Gerade aus eigener Erfahrung und auch aus dem Grund, dass bis heute sämtliche „Planungsversuche“ der Kantone nur Mehrkosten verursacht haben, sind die Marktbedürfnisse breit und unterstützt. In deinem Text kann der Eindruck entstehen, dass wir viel zu viele Spitalbetten betreiben die mit Menschen gefüllt sind, die sich einfach so hospitalisieren lassen. Ich kenne aber niemanden, der sich nicht dreimal überlegt, ob er dem Rat des Arztes folgen soll oder nicht. Dabei spreche ich nicht von denen, die gehen müssen, und das sind dann schon gute 70%. Sollten neue Ideen über Amidea entstehen, dann bitte unter Berücksichtigung der heute viel stärkeren Eigenständigkeit der Bevölkerung in dieser Frage und der neuen Technologien. Diese Bevölkerung will zahlreiche Angebote und will sofortigen Zugang und Rat – ich habe hunderte Beispiele, in denen ambulante Verzettelung sehr hohe stationäre Kosten ausgelöst hat. Denn Kompetenz kennt keine Aufenthaltsart.
Ja, zu Zeiten von Robert Lembkes heiterem Beruferaten gab es noch in fast jedem Täli ein Spitäli. Doch der medizinische Fortschritt führt dazu, dass immer mehr ausserhalb des Spitals gemacht werden kann und das Spital ist (neben den ambulant vor stationär Fällen) noch für stationäre Behandlungen zuständig, die es wegen des geringeren medizinischen Fortschritts zu Robert Lembkes Zeiten teilweise vielleicht noch gar nicht gab!
Im Krankheitswesen ist das Spital ein „Puzzlestück“ – nicht mehr und nicht weniger. Wir geben viel Geld aus für teure Spitäler und teure Medikamente, und manchmal gelingt es uns nicht, den wahren Nutzen zu definieren – einfach weil wir „glauben“, dass teuer gut sein muss.
Liebe Ami
Tolle Webseite! Ich freue mich auf deine kompetenten, unabhängigen, originellen – kritischen und konstruktiven – Beiträge als Spitalexpertin mit dem erfahrenen Blick für die gesamte Gesundheitsversorgung.
Ich beobachte zurzeit das Gesundheitswesen in den USA und Kalifornien, wo ich ein Forschungsjahr verbringe: Die Behandlungs- und Medikamentenkosten haben absurde Höhen erreicht, die Versicherungsdeckungen sind lückenhaft, teuer und für viele nicht zu leisten, und es wird zu wenig Prävention betrieben. Als Resultat sinkt die allgemeine Lebenserwartung seit einigen Jahren, Gesundheitsprobleme stürzen viele Leute in den wirtschaftlichen Ruin. Es fehlt am grundlegenden Verständnis dafür, dass die Gesundheitsversorgung ein «service public» ist und nicht allein über den Markt gesteuert werden kann.
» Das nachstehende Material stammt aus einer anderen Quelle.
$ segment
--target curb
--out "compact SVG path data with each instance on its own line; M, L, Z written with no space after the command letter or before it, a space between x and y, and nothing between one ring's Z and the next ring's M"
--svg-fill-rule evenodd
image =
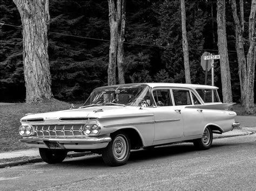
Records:
M75 157L83 157L87 155L91 155L93 153L91 152L85 152L82 153L68 153L66 155L66 158L72 158ZM43 162L43 159L40 157L29 157L29 159L24 159L18 160L17 161L12 161L0 163L0 168L9 168L12 166L19 166L25 165L28 163L37 163ZM13 158L15 160L15 158Z
M215 136L215 137L213 136L213 139L221 139L224 138L228 138L228 137L238 137L238 136L243 136L246 135L249 135L255 133L255 132L252 132L248 130L245 130L244 131L245 133L243 134L239 134L239 135L220 135L220 136ZM91 152L85 152L82 153L76 153L76 152L71 152L71 153L68 153L66 157L66 158L72 158L75 157L84 157L85 155L89 155L93 154L93 153ZM19 165L25 165L29 163L37 163L37 162L43 162L43 159L38 156L38 157L28 157L29 159L24 159L23 160L19 160L17 161L12 161L9 162L6 162L3 163L0 163L0 168L10 168L10 167L15 166L19 166ZM12 159L13 160L15 160L15 158Z
M228 138L228 137L239 137L239 136L244 136L246 135L250 135L252 134L255 133L254 132L252 132L248 130L244 130L244 132L245 132L243 134L239 134L239 135L220 135L220 136L213 136L213 139L221 139L223 138Z

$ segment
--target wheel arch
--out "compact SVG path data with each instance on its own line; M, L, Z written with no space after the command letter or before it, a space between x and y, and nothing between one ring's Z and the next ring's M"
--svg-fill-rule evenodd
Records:
M219 131L220 133L222 133L224 132L223 129L220 126L213 123L209 123L209 124L207 124L206 125L205 125L203 132L204 131L204 130L205 130L205 128L206 128L207 127L209 127L213 133L214 132L214 131Z
M142 148L143 146L143 142L142 136L139 132L132 127L124 127L119 128L116 131L113 132L110 135L113 133L117 132L125 132L129 137L131 143L131 149L136 150Z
Zu diesem Verständnis sollten wir in der Schweiz Sorge tragen. Eine gute und breite Grundversorgung mit allgemeinem Versicherungsschutz kostet die Steuer- und Prämienzahler einiges, aber – wie die amerikanische Erfahrung drastisch vor Augen führt – die menschlichen und volkswirtschaftlichen Kosten eines unregulierten Gesundheitsmarktes sind ungleich höher. Effiziente Leistungserbringung ist wichtig, damit das Gesamtsystem wirtschaftlich tragbar bleibt. Ebenso müssen die Strukturen den sich wandelnden Bedürfnissen und technischen Möglichkeiten angepasst werden – wie du sagst, ist wohl auch die Rolle des Spitals als Puzzlestück der Gesundheitsversorgung neu zu denken. All dies muss aber letztlich im Dienst einer, wie es die Bundesverfassung festhält, ausreichenden, allen zugänglichen medizinische Grundversorgung von hoher Qualität stehen.
Ich wünsche dir in deinem neuen Beruf viel Freude und Erfolg!